Poco después, llegaron al bosque, pero no había rastro de los tres niños. Inmediatamente se dividieron para buscar a los niños. Gu Zi llevó a Su Le en una dirección, mientras que Yang Zhen guiaba a Su Bing en otra.

El bosque no era grande, y tomaría aproximadamente diez minutos rodearlo. Sin embargo, la vegetación densa hacía difícil navegar. Tras una búsqueda exhaustiva, todos estaban sudando profusamente.

A pesar de sus esfuerzos, no encontraron rastro de los niños. Gu Zi, tanto ansiosa como acalorada, usó su sombrero para abanicarse a sí misma y a Su Le, continuando llamando.

—Su Li, Gao Ming, Jiang Nuan, ¿dónde están? Respondan si nos escuchan…

Yang Zhen, también sin poder encontrar a los niños, finalmente entendió la urgencia de Gu Zi y se unió al llamado.

Su Bing, sin embargo, tuvo una idea repentina. Corrió al prado para preguntar a las otras personas que jugaban allí.

—Disculpe, señora, ¿ha visto a una niña con un peto rojo? Ella estaba con dos niños pequeños, ¿salieron del bosque?

La descripción de Su Bing fue precisa, y la persona a la que preguntó inmediatamente recordó.

—Sí recuerdo haberlos visto dirigirse hacia el bosque hace aproximadamente diez minutos. No los vi salir, aunque. ¿Qué sucede? ¿No puedes encontrarlos?

Al ver al grupo buscando a los niños, los transeúntes se reunieron, deseosos de ayudar.
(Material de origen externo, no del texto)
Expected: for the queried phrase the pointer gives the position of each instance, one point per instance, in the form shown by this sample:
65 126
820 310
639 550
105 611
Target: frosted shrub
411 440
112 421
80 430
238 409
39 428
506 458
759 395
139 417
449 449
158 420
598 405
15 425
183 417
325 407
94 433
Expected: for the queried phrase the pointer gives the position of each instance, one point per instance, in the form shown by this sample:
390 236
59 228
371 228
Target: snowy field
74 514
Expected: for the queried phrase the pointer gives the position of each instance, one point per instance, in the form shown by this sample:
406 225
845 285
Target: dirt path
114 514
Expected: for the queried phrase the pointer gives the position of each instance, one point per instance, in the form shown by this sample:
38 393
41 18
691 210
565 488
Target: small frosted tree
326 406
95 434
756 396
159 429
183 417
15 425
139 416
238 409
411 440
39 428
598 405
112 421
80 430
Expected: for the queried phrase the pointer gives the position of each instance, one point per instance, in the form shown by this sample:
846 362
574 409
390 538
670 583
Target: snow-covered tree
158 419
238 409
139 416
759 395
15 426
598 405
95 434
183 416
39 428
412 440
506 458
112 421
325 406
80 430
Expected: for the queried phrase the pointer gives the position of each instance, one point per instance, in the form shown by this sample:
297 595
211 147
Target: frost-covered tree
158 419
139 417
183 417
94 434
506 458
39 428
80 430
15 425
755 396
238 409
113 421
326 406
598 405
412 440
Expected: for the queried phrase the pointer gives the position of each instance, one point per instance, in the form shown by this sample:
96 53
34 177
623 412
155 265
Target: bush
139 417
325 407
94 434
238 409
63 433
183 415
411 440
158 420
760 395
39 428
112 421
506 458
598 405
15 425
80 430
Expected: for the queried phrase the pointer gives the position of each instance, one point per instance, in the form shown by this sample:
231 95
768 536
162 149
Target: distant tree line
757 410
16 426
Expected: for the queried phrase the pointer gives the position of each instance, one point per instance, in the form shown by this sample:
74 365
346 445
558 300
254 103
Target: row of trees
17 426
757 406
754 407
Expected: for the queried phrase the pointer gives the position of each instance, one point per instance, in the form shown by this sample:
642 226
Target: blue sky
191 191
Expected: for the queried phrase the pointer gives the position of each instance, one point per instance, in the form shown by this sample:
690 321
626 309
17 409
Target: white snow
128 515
Muchos de ellos habían visto a los tres niños entrar al bosque.

—Sí, los vimos también, pero no los vimos salir. ¿Han buscado en el bosque?

—Uno de ustedes debería llamar a la policía si no pueden encontrarlos —sugirió uno de los transeúntes—. Recuerdo haber leído recientemente en el periódico sobre muchos niños desapareciendo en la ciudad. Esos traficantes de niños, están tan desesperados por dinero que se atreverían a venir aquí y robar a nuestros hijos.